If a person has a lot of excess fat around their waistline then the correct steps to get rid of it, even if they are not very heavy overall, need to be taken.
Regardless of one’s overall weight, having a large amount of belly fat puts a person at risk of cardiovascular disease, insulin resistance and type 2 diabetes, colorectal cancer, sleep apnea, high blood pressure and even premature death from any cause.

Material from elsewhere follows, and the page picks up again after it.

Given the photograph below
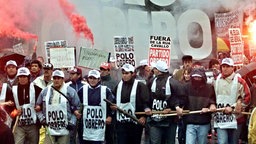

Intermittent fasting describes an eating pattern that involves cycling between periods of eating and fasting.
In contrast to regular dietary plans, intermittent fasting does not restrict any foods – it simply focuses on when you should eat them.
The logic behind an intermittent approach to eating is that it will generally make you eat fewer meals and, in turn, fewer calories.
Research investigating the link between intermittent fasting and visceral fat suggest it may help to reduce the harmful belly fat.
In fact, a large review of studies found that following an intermittent fasting style of eating helped reduce visceral fat by four to seven percent over a period of six to 24 weeks.
The main purpose of intermittent fasting is when you eat, not what you eat (which is typical of any kind of diet).
There are three popular methods of intermittent fasting: the 16/8 method, Eat-Stop-Eat and the 5:2 diet.
The 16/8 method
Also known as the Leangains protocol, the 16/18 method involved skipping breakfast and restricting the eating period to eight hours, such as 11-7pm.
This then means from the evening onwards, till the next brunch time, you’ll spend 16 hours of fasting.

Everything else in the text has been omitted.